Friday, 3 June 2016

Tulip Festival

Canada Post issues commemorative stamps each month to recognize certain events in our history.  In August of 2002. it issued a stamp to commemorate Ottawa's Tulip Festival.  Back in 1944, under Nazi occupation, the Dutch were starving.  That winter, they survived on tulip bulbs and sugar beets. The American driven Operation Market Garden which attempted to drive the Germans out of Holland, largely failed.  Therefore, in 1945, it was up to the Canadian Army to liberate much of Holland, and that they did.  The Dutch will always have a special place in their hearts for Canadians for ending their oppression under the Nazis.
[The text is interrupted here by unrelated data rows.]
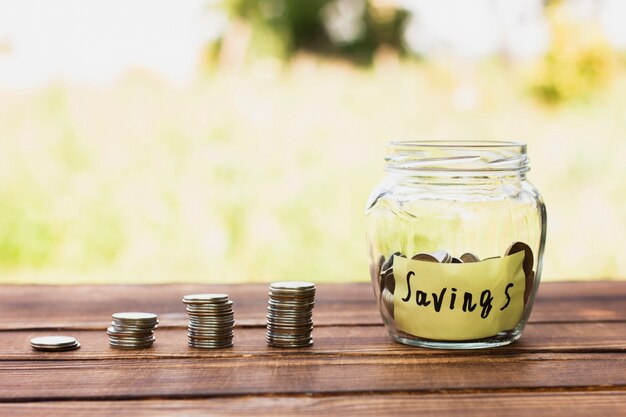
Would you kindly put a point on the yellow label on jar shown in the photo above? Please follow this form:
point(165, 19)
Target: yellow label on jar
point(458, 301)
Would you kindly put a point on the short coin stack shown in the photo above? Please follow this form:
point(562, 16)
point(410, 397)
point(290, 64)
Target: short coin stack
point(211, 321)
point(54, 343)
point(290, 314)
point(132, 330)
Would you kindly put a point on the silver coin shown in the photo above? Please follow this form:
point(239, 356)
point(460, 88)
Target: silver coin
point(191, 332)
point(57, 349)
point(291, 303)
point(130, 347)
point(140, 327)
point(210, 307)
point(126, 341)
point(442, 256)
point(125, 331)
point(469, 257)
point(210, 345)
point(205, 298)
point(53, 341)
point(278, 344)
point(292, 285)
point(135, 316)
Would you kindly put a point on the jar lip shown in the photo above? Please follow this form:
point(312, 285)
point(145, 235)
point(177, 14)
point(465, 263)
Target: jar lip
point(450, 157)
point(458, 143)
It was the Canadian government which took in Queen Juliana, the Dutch royalty who had fled her country when the Nazis occupied it in 1940.  She came to Canada with her husband and two daughters.  In 1943, she gave birth to a third child at an Ottawa hospital.  The hospital was declared an international zone in order that Queen Juliana's baby could be of Dutch citizenry and therefore eligible for the crown.




Princess Juliana and Prince Bernhard with two daughters in Ottawa circa 1942 courtesy https://en.wikipedia.org/wiki/Juliana_of_the_Netherlands.



After the Second World War, the Dutch government sent 100,000 tulip bulbs to Canada, the origin of Ottawa's Tulip Festival.  The tradition has continued ever since.